V = 5 fps  ←  3 + 2  ←  w – (  – v )

Speed-V = 5 fps is observable speed of divergence of walkers v and w.  It’s just possible that these speeds can be plugged into the Lorentz Transform set-up of Section §4 ( subtraction ) yielding relativistic speed of divergence V = 4.72 fps.

Problem:  This divergence is not the carriage and embankment model of 1920-Chapter 6.

## Scenario-R:  As in scenario-P, speeds v and w are positive pathway speeds, walker-w being 3 fps on the pathway, nit the negative speed in scenario-Q nor the extension of walker-v in scenario-S.   Speeds v and w on the right-hand-side are added:

V = 5 fps  ←  2 + 3  ←  v + w

Left-hand-side speed V = 5 is good algebra, but no projectile has speed 5 fps.

## Scenario-S:  Like scenario-R, speeds v and w are positive, walker-v at 2 fps and walker-w at 3 fps.  Like scenario-R, speeds are added.  Now speed w = 3 fps is not a pathway speed.  Walker-w is an extension of walker-v at speed-w, a property not shared by any of scenarios-P, Q or R.

V = 5 fps  ←  2 + 3  ←  v + w

Left-hand-side speed V = 5 is both algebra and observable motion on the ground, a version of walker w = 3 fps at 5 fps.  Walker-w is now walker-V of the carriage and embankement, as required, and the v-a-f cranks out speed V = 4.72 fps.
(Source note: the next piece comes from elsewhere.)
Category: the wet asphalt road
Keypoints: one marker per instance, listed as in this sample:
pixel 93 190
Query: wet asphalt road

Queston:   The LT’s of Section §4 don’t do speed-V, rather distance x′ and time t′.  Scenario-P does not show a relativistic version of speed-V. 

Can the subtractive LT’s of Section §4 be adapted to scenario-Q, yielding relativistic divergence speed V = 4.72 ?  Maybe, but as said before, scenario-Q is not the carriage and embankment model.

Can the subtractive LT’s of Section §4 be adapted in additive scenario-S to yield relativistic compound speed V = 4.72 ?  It’s really a stretch.